"The burden of digestive diseases in numerical terms remains staggering in the United States," states a report issued by the National Institutes of Health (NIH). Estimates indicate that 70 million individuals in the United States have been diagnosed with a digestive illness (excluding heartburn) and that these malfunctions of the digestive system account for close to 10% of total health care spending each year. Understanding optimal nutrition for the gut is key to both preventing and treating the rampant digestive issues afflicting the population.
We are just beginning to understand the multitude of ways in which the gut microbiome impacts not just gut health but overall immune function and systemic health. Almost 70% of our immune system cells live in or around the gut. Beneficial gut bacteria not only ensure that we fully digest the food we eat and enhance the absorption of minerals, but they also help manufacture vitamins (specifically, vitamins B3, B5, B6, B12, and K as well as folate and biotin) and fight off pathogens.
Anyone who has suffered gastrointestinal distress can appreciate how vital an intact, healthy gut is to our overall health.
To fuel optimal gut function, you must offer your body a steady supply of key nutrients. Glutamine ranks high on the list thanks to its ability to support the transit of nutrients into the blood and the replenishment of cells damaged in the line of duty.
Understanding Ideal Nutrition for the Gut
Not only does your gut break down the foods you consume so that your body can absorb the nutrients it contains, but it also acts as a selectively permeable barrier between the body and foreign particles we ingest (intentionally or unintentionally).
When we eat to satisfy hunger, we fill our stomach with nutrients to meet the body’s demand for energy and with micronutrients for all the chemical reactions that keep organs and muscles functioning throughout the body. A significant number of these compounds are put to use right away to keep the gut healthy and intact.
We often talk about nutrition and nutrients in a general sense, but specific nutrients fulfill precise roles within the human body. For instance, amino acids support muscle growth. Your body also requires certain nutrients to maintain proper gut function.
When the gut does not receive those nutrients, it enters a state of distress in which it can no longer carry out its digestive or protective roles.
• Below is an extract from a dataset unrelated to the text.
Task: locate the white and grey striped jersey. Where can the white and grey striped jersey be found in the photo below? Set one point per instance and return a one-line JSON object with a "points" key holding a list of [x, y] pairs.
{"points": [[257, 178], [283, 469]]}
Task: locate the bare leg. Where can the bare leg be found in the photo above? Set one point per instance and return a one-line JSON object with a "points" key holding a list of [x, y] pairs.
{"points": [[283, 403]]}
This can lead to irritable bowel syndrome (IBS), inflammatory bowel disease (IBD), leaky gut, celiac disease, food sensitivities, bacterial imbalances, or overlapping diagnoses of various digestive disorders.
What Healthy Gut Function Looks Like
The gut is not just a passive structure through which food passes to be digested and absorbed. Instead, it is a dynamic and complex microenvironment that harbors many organisms and cells working in concert to process nutrients for absorption and waste products for excretion.
As mentioned above, the gut acts as a barrier between your body and the outside world. Its lining—the gut mucosa—serves not only as a protective barrier but also as a key player in immune function and nutrient metabolism.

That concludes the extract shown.